Then, there’s networking port 32764, which French security researcher Eloi Vanderbeken in 2013 discovered had been quietly left open on gateway routers sold by several major brands. Using port 32764, anyone on a local network — which includes a user’s ISP — could take full administrative control of a router, and even perform a factory reset, without a password.

The port was closed on most affected devices following Vanderbeken’s disclosures, but he later found that it could easily be reopened with a specially designed data packet that could be sent from an ISP.

“This is so obviously done by a spy agency, it’s amazing,” Horowitz said. “It was deliberate, no doubt about it.”

How to lock down your home router

The first step toward home router security, Horowitz said, is to make sure the router and modem are not a single device.
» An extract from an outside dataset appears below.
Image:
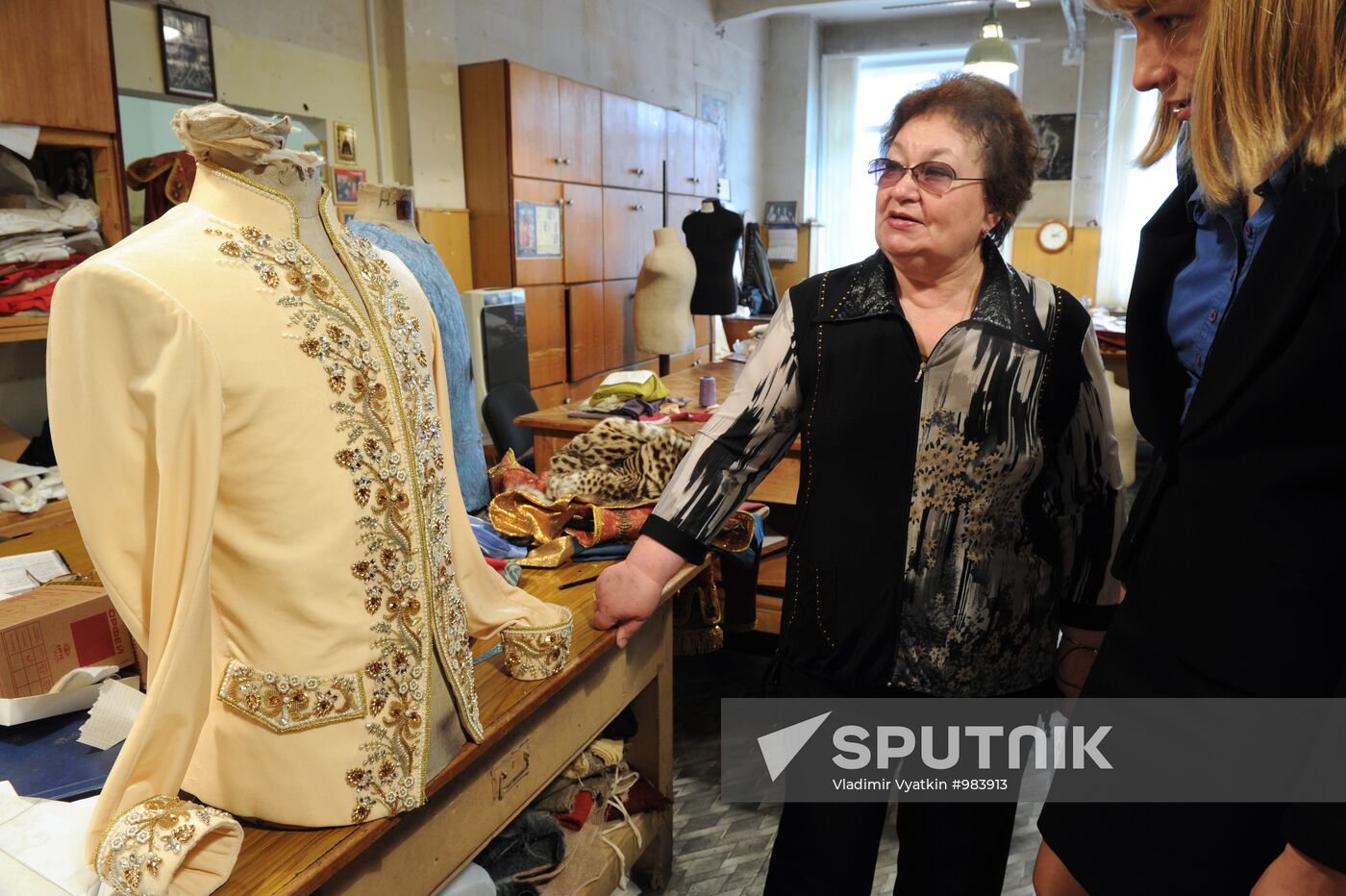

Many ISPs lease such devices to customers, but they’ll have little control over their own networks.

“If you were given a single box, which most people I think call a gateway,” he said, “you should be able to contact the ISP and have them dumb down the box so that it acts as just a modem. Then you can add your own router to it.”

Next, Horowitz recommended that customers buy a low-end commercial-grade Wi-Fi/Ethernet routers, which retail for about $200, rather than a consumer-friendly router that can cost as little as $20. Commercial-grade routers are unlikely to have UPnP or WPS enabled. Regardless of whether a router is commercial- or consumer-grade, there are several things, varying from easy to difficult, that home-network administrators can do to make sure their routers are more secure:

Easy fixes

Change the administrative credentials from the default username and password. They’re the first things an attacker will try. Your router’s instruction manual should show you how to do this; if it doesn’t, then Google it.

Change the network name, or SSID, from “Netgear,” “Linksys” or whatever the default is, to something unique — but don’t give it a name that identifies you.

“If you live in an apartment building in apartment 3G, don’t call your SSID ‘Apartment 3G,'” Horowitz quipped. “Call it ‘Apartment 5F.'”

Enable WPA2 wireless encryption so that only authorized users can hop on your network.

Disable Wi-Fi Protected Setup, if your router lets you.

Set up a guest Wi-Fi network and offer its use to visitors, if your router has such a feature. If possible, set the guest network to turn itself off after a set period of time.

“You can turn on your guest network, and set a timer, and three hours later, it turns itself off,” Horowitz said. “That’s a really nice security feature.”

If you have a lot of smart-home or Internet of Things devices, odds are many of them won’t be terribly secure. Connect them your guest Wi-Fi network instead of your primary network to minimize the damage resulting from any potential compromise of an IoT device.

Do not use cloud-based router management if your router’s manufacturer offers it. Instead, figure out if you can turn that feature off.

“This is a really bad idea,” Horowitz said. “If your router offers that, I would not do it, because now you’re trusting another person between you and your router.”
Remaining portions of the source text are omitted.